Beroepsprofielen verzorgenden

De leden van de fracties van de PvdA, CDA en D66 hebben mij – in verschillende bewoordingen – gevraagd hoe het staat met de ontwikkeling van het profiel van de verzorgende.

Ik vind het van belang dat mede gelet op de vernieuwingen in de langdurige zorg ook het beroep van verzorgende (de op mbo-niveau 3 opgeleide zorgprofessional) wordt beschreven. Hierover hebben VWS en V&VN contact. Voor de totstandkoming van een beroepsprofiel is de beroepsvereniging in dit geval de V&VN ook de verantwoordelijke partij. De eerste stappen in de richting van een beschrijving van het profiel van de verzorgende zijn door V&VN al gezet.

Europese trends – hbo verpleegkundige

De leden van het CDA vragen of ik ook op de hoogte ben van de Europese studie RN4Cast? (publicatie in 2013) In dit onderzoek wordt duidelijk dat een hoger opleidingsniveau van verpleegkundigen een significante impact op de mortaliteitscijfers heeft.

Er bestaat tevens een Europese trend naar het hoger opleiden van verpleegkundigen.
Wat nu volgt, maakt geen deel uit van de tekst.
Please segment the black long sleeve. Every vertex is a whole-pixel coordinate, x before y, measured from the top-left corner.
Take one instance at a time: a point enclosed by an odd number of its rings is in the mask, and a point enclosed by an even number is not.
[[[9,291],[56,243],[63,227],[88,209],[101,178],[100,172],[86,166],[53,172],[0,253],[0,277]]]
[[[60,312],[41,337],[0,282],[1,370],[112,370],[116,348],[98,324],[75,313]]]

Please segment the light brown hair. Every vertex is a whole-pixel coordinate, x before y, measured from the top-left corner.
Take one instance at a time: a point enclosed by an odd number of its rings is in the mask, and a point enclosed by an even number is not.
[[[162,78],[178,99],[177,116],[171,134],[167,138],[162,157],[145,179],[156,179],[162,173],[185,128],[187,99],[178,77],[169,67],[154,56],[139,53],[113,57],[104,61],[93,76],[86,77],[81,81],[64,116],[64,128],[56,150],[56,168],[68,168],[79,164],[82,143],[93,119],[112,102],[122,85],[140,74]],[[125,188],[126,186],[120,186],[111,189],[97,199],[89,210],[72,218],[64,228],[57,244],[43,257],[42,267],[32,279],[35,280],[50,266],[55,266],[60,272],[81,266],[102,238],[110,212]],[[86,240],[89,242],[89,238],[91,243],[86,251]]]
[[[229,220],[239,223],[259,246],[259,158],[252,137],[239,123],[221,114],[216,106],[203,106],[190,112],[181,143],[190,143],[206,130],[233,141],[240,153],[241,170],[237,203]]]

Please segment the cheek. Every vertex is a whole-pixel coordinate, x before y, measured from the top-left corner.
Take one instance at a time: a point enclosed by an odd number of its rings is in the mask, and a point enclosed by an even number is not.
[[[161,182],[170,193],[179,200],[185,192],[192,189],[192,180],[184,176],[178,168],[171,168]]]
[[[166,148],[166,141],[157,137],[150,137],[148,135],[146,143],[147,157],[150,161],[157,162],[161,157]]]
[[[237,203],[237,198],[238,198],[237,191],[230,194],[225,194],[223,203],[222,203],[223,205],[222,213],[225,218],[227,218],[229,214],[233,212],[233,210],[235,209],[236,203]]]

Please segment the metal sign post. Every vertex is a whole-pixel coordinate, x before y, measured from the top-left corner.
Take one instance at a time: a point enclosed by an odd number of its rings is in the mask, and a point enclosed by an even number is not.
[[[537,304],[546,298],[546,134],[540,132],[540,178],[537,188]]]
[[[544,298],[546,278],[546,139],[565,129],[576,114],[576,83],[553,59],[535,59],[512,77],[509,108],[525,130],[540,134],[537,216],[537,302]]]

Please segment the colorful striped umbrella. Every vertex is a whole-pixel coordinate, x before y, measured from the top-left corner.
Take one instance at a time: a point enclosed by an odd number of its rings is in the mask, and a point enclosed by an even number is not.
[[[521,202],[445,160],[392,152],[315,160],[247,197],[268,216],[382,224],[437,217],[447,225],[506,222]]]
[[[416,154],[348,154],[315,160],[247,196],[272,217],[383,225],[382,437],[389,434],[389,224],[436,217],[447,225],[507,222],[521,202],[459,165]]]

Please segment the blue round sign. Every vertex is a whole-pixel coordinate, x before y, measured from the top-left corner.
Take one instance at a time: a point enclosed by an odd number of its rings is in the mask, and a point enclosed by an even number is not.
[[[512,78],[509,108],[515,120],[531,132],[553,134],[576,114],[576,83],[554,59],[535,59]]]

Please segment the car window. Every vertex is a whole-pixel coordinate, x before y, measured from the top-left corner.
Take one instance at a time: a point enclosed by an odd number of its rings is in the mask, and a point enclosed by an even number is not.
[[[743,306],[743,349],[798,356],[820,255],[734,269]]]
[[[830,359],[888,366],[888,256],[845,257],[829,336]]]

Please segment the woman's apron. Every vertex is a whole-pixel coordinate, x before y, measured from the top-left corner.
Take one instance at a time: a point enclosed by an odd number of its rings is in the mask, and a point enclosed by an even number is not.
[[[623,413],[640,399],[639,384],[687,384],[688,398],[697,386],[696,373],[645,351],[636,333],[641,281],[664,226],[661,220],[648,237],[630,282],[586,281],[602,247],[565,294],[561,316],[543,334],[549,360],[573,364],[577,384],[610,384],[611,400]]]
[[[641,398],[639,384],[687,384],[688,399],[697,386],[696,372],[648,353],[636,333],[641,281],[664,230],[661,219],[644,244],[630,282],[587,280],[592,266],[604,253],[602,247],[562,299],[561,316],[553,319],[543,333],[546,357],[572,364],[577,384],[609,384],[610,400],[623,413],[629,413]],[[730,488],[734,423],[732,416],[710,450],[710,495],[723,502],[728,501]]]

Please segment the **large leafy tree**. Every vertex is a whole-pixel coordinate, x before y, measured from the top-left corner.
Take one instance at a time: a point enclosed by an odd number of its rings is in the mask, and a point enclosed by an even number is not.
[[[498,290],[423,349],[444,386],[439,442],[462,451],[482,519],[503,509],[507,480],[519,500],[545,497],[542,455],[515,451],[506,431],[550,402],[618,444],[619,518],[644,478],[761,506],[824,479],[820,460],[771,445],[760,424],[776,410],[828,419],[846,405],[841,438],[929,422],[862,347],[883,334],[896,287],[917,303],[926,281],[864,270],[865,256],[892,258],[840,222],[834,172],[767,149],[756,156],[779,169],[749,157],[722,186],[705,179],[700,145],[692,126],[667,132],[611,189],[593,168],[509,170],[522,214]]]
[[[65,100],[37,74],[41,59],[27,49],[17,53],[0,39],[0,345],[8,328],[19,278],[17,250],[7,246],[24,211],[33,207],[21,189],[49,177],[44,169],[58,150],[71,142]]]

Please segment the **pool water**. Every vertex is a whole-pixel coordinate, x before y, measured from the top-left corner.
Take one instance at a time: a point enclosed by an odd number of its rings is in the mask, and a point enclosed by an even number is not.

De leden horen graag van mij hoe ik tegen dit onderzoek en deze trend aankijk.

Ja, ik ben op de hoogte van de studie van de Europese studie naar de inzet en het behoud van verpleegkundigen voor een goede kwaliteit van zorg in de Nederlandse en Europese ziekenhuizen.

Ik heb ook in mijn brief van 14 april jl. geconstateerd dat de zorgvraag verandert en complexer wordt. Voor de zorgberoepen is het van belang aan te sluiten op veranderingen in de zorgvraag, zoals de vergrijzing en de zorg dichtbij huis. Dit vraagt om een toekomstbestendige beschrijving van de profielen van de mbo- en hbo-opgeleide professional en een opwaardering van het niveau van de hbo-opgeleide professional. Hetgeen betekent dat de hbo-opgeleide professional een zelfstandige bevoegd krijgt ten aanzien van bepaalde voorbehouden handelingen.
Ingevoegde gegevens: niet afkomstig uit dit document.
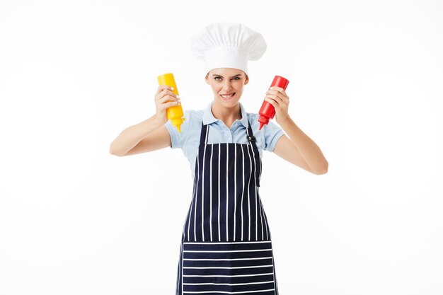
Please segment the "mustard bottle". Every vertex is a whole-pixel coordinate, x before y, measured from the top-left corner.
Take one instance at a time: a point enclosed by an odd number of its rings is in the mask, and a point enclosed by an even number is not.
[[[178,91],[177,91],[177,86],[176,85],[176,80],[174,79],[174,76],[172,73],[165,74],[157,77],[159,80],[159,85],[167,85],[168,86],[173,87],[174,89],[172,91],[176,95],[178,95]],[[181,130],[180,129],[181,125],[185,121],[185,117],[183,117],[183,110],[181,108],[181,103],[178,105],[174,105],[166,109],[166,117],[168,120],[171,120],[171,122],[173,125],[174,125],[178,132],[181,133]]]

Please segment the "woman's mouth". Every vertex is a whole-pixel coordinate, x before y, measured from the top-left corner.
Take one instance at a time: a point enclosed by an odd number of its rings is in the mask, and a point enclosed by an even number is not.
[[[220,94],[220,96],[222,96],[222,98],[223,98],[224,100],[227,100],[233,97],[235,94],[236,93],[233,92],[232,93]]]

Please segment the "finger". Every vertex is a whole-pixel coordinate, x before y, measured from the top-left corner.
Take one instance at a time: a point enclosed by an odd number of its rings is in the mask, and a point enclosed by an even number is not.
[[[160,85],[157,88],[157,93],[161,93],[163,89],[173,90],[174,88],[168,85]]]
[[[179,96],[176,95],[176,93],[174,93],[173,92],[172,92],[171,91],[168,90],[168,89],[163,89],[163,90],[161,93],[160,93],[160,97],[161,97],[161,97],[163,97],[163,96],[166,96],[166,95],[170,95],[170,96],[173,96],[173,97],[177,97],[177,98],[179,98],[179,97],[180,97]]]
[[[269,89],[267,91],[266,91],[266,93],[272,93],[272,94],[278,94],[278,93],[282,93],[282,95],[283,96],[287,96],[287,95],[286,94],[286,92],[284,91],[284,89],[281,88],[280,87],[277,87],[277,88],[279,88],[279,90],[277,89]],[[281,89],[281,90],[280,90]]]
[[[270,103],[273,106],[275,106],[275,105],[277,104],[277,103],[272,98],[265,98],[265,100],[267,101],[269,103]]]
[[[283,101],[283,99],[281,97],[280,97],[279,96],[277,96],[275,94],[267,94],[266,96],[266,97],[272,98],[275,101],[277,101],[277,100],[279,100],[280,101]]]
[[[272,86],[272,87],[270,87],[270,89],[273,89],[273,90],[280,91],[282,93],[284,93],[284,89],[279,86]]]

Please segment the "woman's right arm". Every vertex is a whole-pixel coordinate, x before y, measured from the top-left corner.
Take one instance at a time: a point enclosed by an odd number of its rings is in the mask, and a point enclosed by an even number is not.
[[[170,89],[167,86],[159,86],[155,96],[156,114],[122,131],[110,144],[111,154],[130,156],[171,146],[171,136],[164,126],[168,122],[166,109],[179,105],[180,100]]]

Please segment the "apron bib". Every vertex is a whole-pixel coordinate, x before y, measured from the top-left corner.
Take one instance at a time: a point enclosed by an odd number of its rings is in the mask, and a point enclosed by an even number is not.
[[[248,144],[208,144],[209,127],[202,122],[176,294],[278,295],[251,125]]]

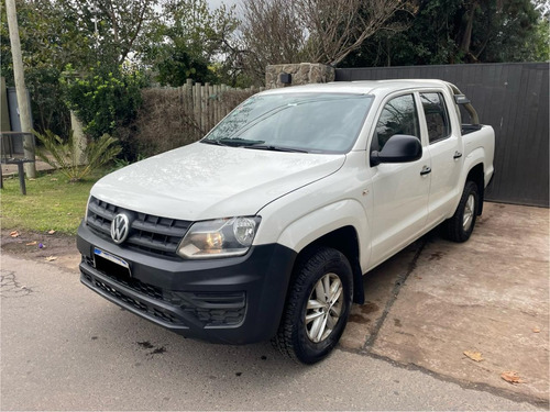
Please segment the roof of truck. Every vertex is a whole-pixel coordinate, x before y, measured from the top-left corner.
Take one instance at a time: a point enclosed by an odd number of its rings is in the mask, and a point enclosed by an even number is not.
[[[293,92],[344,92],[360,94],[377,94],[395,90],[413,88],[447,87],[448,82],[437,79],[398,79],[398,80],[360,80],[332,81],[329,83],[311,83],[270,89],[263,93],[293,93]]]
De leden van de D66 vragen mij om een reactie op de Europese trend van alleen hbo-opgeleide verpleegkundigen en waarom Nederland van deze trend afwijkt.
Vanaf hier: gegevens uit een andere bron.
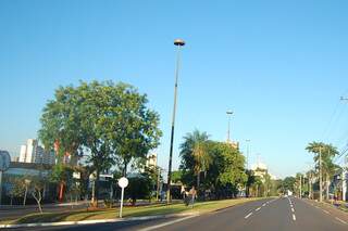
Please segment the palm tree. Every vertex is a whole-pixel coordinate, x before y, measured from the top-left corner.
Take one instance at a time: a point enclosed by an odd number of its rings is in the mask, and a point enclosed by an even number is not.
[[[200,174],[209,169],[212,162],[208,152],[209,136],[207,132],[195,130],[184,137],[184,142],[181,144],[181,157],[184,163],[182,165],[191,167],[197,177],[197,189],[200,187]]]
[[[313,159],[316,164],[316,169],[319,169],[319,153],[322,155],[322,175],[325,177],[325,185],[326,185],[326,200],[328,200],[328,187],[331,182],[331,178],[334,176],[335,171],[339,168],[339,166],[333,163],[333,158],[339,154],[337,147],[332,144],[326,144],[323,142],[311,142],[308,144],[306,150],[310,153],[314,153]]]

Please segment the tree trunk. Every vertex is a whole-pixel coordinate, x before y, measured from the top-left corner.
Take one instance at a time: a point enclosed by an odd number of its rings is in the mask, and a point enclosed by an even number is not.
[[[124,168],[123,168],[123,177],[127,177],[127,166],[128,166],[128,163],[124,163]]]
[[[326,200],[327,201],[330,200],[328,189],[330,189],[330,177],[328,177],[328,174],[326,174]]]
[[[23,198],[23,206],[26,204],[26,195],[28,194],[28,185],[25,185],[24,198]]]
[[[63,196],[64,196],[64,183],[61,182],[59,185],[59,202],[63,202]]]
[[[41,207],[41,200],[42,200],[42,196],[41,196],[41,191],[40,190],[37,190],[37,195],[35,192],[32,193],[33,197],[35,198],[36,203],[37,203],[37,206],[39,208],[39,211],[40,214],[42,214],[42,207]]]
[[[96,174],[97,174],[97,176],[96,176],[96,179],[95,179],[95,202],[94,202],[94,206],[98,207],[100,170],[97,169]]]

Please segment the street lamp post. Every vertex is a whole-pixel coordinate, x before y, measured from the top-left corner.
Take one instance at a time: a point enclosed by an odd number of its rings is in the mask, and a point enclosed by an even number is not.
[[[323,202],[323,180],[322,180],[322,147],[319,147],[319,201]]]
[[[247,142],[247,169],[249,169],[250,140],[246,140],[246,142]]]
[[[169,170],[167,170],[167,189],[166,189],[166,202],[167,203],[170,203],[172,201],[172,198],[171,198],[171,179],[172,179],[172,157],[173,157],[175,114],[176,114],[177,79],[178,79],[178,68],[179,68],[179,61],[181,61],[181,47],[185,46],[185,41],[182,39],[175,39],[174,44],[177,47],[177,55],[176,55],[176,69],[175,69],[174,106],[173,106],[173,117],[172,117],[170,163],[169,163]]]
[[[227,111],[226,112],[226,114],[227,114],[227,116],[228,116],[228,128],[227,128],[227,142],[229,142],[231,141],[231,117],[232,117],[232,114],[233,114],[233,112],[229,110],[229,111]]]

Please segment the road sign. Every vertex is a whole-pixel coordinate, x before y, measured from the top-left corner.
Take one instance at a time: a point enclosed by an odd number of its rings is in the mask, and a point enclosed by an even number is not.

In Europa wordt gewerkt met de Europese richtlijn 2013/55/EG. In deze richtlijn is beschreven dat Europa een verpleegkundige kent op zowel mbo als hbo-niveau. Het is aan elk land om deze richtlijn in het eigen land te implementeren. In Nederland hebben wij de implementatie opgepakt door te constateren dat er een noodzaak is voor het aanbrengen van een scherper onderscheid tussen de hbo- en mbo-opgeleide verpleegkundige, zowel in werkveld als opleiding.